Sunday, September 2, 2018

5 Langkah Memulai Homeschooling

Halo Teman-teman,

Artikel ini bertujuan sebagai dokumentasi tentang awal mula kami memulai homeschooling (HS). Suami saya sebenarnya yang pertama kali menginginkan HS untuk anak-anak, berdasarkan beberapa pertimbangan. Awalnya menolak, namun kemudian mulai sepakat setelah hampir dua tahun kemudian. Lebih tepatnya sekitar tiga bulan lalu. Saya pun mulai berburu info, salah satu yang saya ikuti adalah webinar bertajuk "Menimbang dan Memulai Homeschooling Bersama Rumah Inspirasi".

Kami, atau lebih tepatnya saya, adalah pihak yang 24/7 di rumah, sehingga kegiatan HS pun sebagian besar berpusat di saya. Minimnya pengalaman dan pengetahuan, hanya bermodal nekat dengan sedikit penerangan, saya memulai HS.

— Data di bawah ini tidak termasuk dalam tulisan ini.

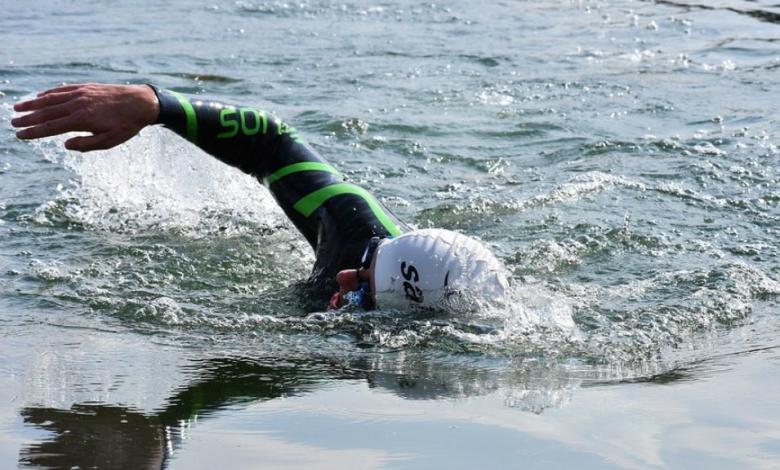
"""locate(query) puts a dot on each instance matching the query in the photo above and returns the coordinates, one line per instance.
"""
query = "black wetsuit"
(337, 218)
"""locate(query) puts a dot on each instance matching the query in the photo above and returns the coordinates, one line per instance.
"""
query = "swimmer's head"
(425, 269)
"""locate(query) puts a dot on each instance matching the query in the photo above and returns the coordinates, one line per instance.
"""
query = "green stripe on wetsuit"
(296, 167)
(192, 120)
(312, 201)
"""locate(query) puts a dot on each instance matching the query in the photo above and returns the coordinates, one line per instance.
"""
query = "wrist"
(149, 104)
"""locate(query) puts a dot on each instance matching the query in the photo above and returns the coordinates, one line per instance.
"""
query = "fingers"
(61, 89)
(93, 142)
(49, 128)
(44, 101)
(42, 115)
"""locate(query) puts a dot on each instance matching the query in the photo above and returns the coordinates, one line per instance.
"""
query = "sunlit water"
(619, 157)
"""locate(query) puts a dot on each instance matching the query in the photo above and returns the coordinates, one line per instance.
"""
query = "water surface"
(620, 158)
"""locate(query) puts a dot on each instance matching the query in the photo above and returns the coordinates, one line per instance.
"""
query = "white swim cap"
(424, 268)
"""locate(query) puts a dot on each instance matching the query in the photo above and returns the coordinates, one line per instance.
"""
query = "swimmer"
(364, 255)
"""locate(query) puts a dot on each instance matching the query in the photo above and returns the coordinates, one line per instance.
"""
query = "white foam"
(157, 180)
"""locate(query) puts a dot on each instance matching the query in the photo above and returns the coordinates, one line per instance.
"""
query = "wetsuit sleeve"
(336, 217)
(245, 137)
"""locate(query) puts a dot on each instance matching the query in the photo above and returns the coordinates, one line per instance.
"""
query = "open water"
(621, 157)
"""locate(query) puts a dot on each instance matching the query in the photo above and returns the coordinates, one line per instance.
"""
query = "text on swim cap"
(411, 275)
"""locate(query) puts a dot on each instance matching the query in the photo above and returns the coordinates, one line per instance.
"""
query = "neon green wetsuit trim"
(192, 120)
(296, 167)
(312, 201)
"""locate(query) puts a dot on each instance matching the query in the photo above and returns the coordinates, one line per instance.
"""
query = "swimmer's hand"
(111, 113)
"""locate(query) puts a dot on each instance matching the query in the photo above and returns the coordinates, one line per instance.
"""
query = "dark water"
(620, 157)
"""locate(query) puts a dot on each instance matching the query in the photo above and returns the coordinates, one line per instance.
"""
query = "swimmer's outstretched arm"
(243, 137)
(111, 113)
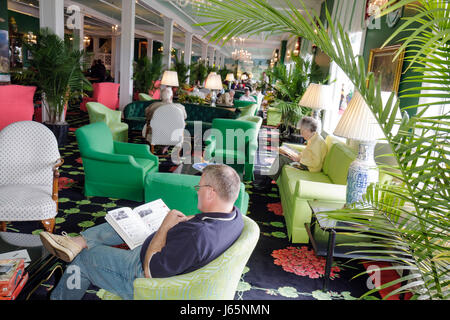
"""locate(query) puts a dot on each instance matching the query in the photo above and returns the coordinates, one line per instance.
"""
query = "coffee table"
(326, 246)
(187, 168)
(43, 265)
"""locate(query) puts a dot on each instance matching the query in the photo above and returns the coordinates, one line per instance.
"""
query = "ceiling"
(100, 15)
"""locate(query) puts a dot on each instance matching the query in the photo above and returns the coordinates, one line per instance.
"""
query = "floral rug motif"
(277, 269)
(303, 262)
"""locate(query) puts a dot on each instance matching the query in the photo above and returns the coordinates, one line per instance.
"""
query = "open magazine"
(135, 225)
(284, 149)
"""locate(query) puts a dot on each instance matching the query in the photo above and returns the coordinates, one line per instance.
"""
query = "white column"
(51, 15)
(204, 52)
(96, 46)
(188, 50)
(127, 52)
(149, 49)
(211, 57)
(167, 44)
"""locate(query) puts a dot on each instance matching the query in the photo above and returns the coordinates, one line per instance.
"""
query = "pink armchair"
(106, 93)
(16, 104)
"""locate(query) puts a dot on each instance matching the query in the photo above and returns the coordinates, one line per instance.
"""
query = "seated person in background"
(181, 245)
(246, 96)
(226, 99)
(166, 96)
(311, 158)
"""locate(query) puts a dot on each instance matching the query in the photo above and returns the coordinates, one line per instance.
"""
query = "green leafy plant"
(290, 86)
(56, 70)
(410, 218)
(199, 72)
(181, 68)
(146, 72)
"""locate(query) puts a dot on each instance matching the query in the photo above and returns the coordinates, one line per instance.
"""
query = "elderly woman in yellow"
(311, 158)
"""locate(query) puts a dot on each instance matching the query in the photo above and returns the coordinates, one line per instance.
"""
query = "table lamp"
(358, 123)
(230, 79)
(316, 97)
(213, 83)
(170, 79)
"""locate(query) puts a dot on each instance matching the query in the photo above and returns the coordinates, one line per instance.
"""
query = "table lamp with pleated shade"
(358, 123)
(170, 78)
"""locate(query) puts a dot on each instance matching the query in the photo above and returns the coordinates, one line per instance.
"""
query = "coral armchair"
(112, 118)
(16, 104)
(112, 168)
(29, 161)
(218, 280)
(106, 93)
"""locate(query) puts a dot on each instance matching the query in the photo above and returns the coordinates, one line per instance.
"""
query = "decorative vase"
(362, 172)
(60, 131)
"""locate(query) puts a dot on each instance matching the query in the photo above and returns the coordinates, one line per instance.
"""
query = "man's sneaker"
(61, 246)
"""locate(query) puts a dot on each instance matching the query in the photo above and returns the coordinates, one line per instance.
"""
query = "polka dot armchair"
(29, 161)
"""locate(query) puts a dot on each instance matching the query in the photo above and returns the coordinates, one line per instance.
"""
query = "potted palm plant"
(146, 72)
(410, 217)
(56, 69)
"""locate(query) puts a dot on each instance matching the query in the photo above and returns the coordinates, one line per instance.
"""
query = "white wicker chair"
(29, 162)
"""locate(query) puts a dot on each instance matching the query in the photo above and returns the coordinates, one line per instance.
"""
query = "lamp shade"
(358, 122)
(230, 77)
(214, 82)
(316, 96)
(170, 78)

Maka, yang saya lakukan pada awal menjalankan HS adalah sebagai berikut:

1. Tidak ada kurikulum apapun yang diterapkan
Kurikulum adalah salah satu momok bagi orang tua yang bukan tidak mungkin mengagalkan niat untuk SEGERA memulai HS. Kita yang notabene belasan hingga puluhan tahun duduk di bangku sekolah formal, pastilah mengaggap bahwa kurikulum adalah nyawa dari suatu pendidikan. Ditambah lagi, kita sebagai murid hanya duduk manis di dalam kelas, sedangkan pemerintah bersama segenap ahli pendidikan yang meramu kurikulum.
Ketika HS, kita dituntut membuat program-program untuk anak kita. Tidak ada yang membimbing, pun bisa jadi kita adalah perintis HS di keluarga besar atau di kota domisili. Disisi lain, banyak sekali informasi tentang metode-metode pendidikan yang semuanya luar biasa. Sebut saja Montessori, Charlotte Mason, Waldrof, Regio Emillia, metode pembelajaran berbasis keagamaan, dan unschooling.

Lalu, saya bagaimana?
Saya teringat bahwa dalam buku "7 Habits of Highly Effective People" disinggung mengenai fokus dengan apa yang bisa dikerjakan. Bukan menguatirkan sesuatu yang tidak bisa kita kerjakan.

Mulailah saya membaca blog-blog para praktisi homeschooling, kemudian menimbang-nimbang bisa diterapkan atau tidak di keluarga kami. Saya juga membaca sedikit demi sedikit, teori metode pendidikan seperti yang sudah saya tuliskan di atas. Tidak berurutan dan tidak menunggu lengkap. Sekiranya yang saya baca saat itu bisa dilakukan, maka saya lakukan. Sekiranya saya coba ternyata tidak jalan, saya hentikan.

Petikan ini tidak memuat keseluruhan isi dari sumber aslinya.